Indian Rupee edges lower on the day. The USD/INR pair has traded within a familiar multi-month-old trading band of 82.80–83.40. According to the daily chart, the bullish bias of USD/INR stays intact despite the latest pullback as it holds above the key 100-day Exponential Moving Average (EMA) with an upward slope. However, the 14-day Relative Strength Index (RSI) dropped below the 50.0 midline, indicating that further downside cannot be ruled out.

That being said, the first upside barrier for USD/INR bulls is seen at 83.40, portraying the upper boundary of the trading range. A decisive break above 83.40 will pave the way to the year-to-date (YTD) high of 83.47, en route to a psychological round figure of 84.00. On the other hand, the key support level is located at the 83.00 psychological mark. The additional downside filter to watch is the confluence of the lower limit of the trading range and a low of September 12 at 82.80, and finally a low of August 11 at 82.60.

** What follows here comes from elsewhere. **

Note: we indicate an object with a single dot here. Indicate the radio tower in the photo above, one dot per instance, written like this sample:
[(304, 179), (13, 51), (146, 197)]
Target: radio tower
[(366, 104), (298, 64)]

US Dollar price in the last 7 days

The table below shows the percentage change of US Dollar (USD) against listed major currencies in the last 7 days. US Dollar was the weakest against the Japanese Yen.

USD   0.62% -0.63% -0.81% -1.11% -1.97% -1.80% -1.31%
EUR -0.63%   -1.27% -1.44% -1.74% -2.61% -2.43% -1.96%
GBP 0.63% 1.24%   -0.18% -0.47% -1.32% -1.16% -0.68%
CAD 0.81% 1.40% 0.17%   -0.29% -1.15% -0.98% -0.50%
AUD 1.07% 1.71% 0.47% 0.30%   -0.85% -0.68% -0.20%
JPY 1.92% 2.52% 1.22% 1.12% 0.83%   0.15% 0.63%
NZD 1.77% 2.38% 1.15% 0.97% 0.68% -0.16%   0.48%
CHF 1.30% 1.91% 0.68% 0.51% 0.21% -0.63% -0.46%  

The heat map shows percentage changes of major currencies against each other. The base currency is picked from the left column, while the quote currency is picked from the top row. For example, if you pick the Euro from the left column and move along the horizontal line to the Japanese Yen, the percentage change displayed in the box will represent EUR (base)/JPY (quote).


What is the role of the Reserve Bank of India?

The role of the Reserve Bank of India (RBI), in its own words, is " maintain price stability while keeping in mind the objective of growth.” This involves maintaining the inflation rate at a stable 4% level primarily using the tool of interest rates. The RBI also maintains the exchange rate at a level that will not cause excess volatility and problems for exporters and importers, since India’s economy is heavily reliant on foreign trade, especially Oil.

How do the decisions of the Reserve Bank of India affect the Rupee?

The RBI formally meets at six bi-monthly meetings a year to discuss its monetary policy and, if necessary, adjust interest rates. When inflation is too high (above its 4% target), the RBI will normally raise interest rates to deter borrowing and spending, which can support the Rupee (INR). If inflation falls too far below target, the RBI might cut rates to encourage more lending, which can be negative for INR.

Does the Reserve Bank of India directly intervene in FX markets?

Due to the importance of trade to the economy, the Reserve Bank of India (RBI) actively intervenes in FX markets to maintain the exchange rate within a limited range. It does this to ensure Indian importers and exporters are not exposed to unnecessary currency risk during periods of FX volatility. The RBI buys and sells Rupees in the spot market at key levels, and uses derivatives to hedge its positions.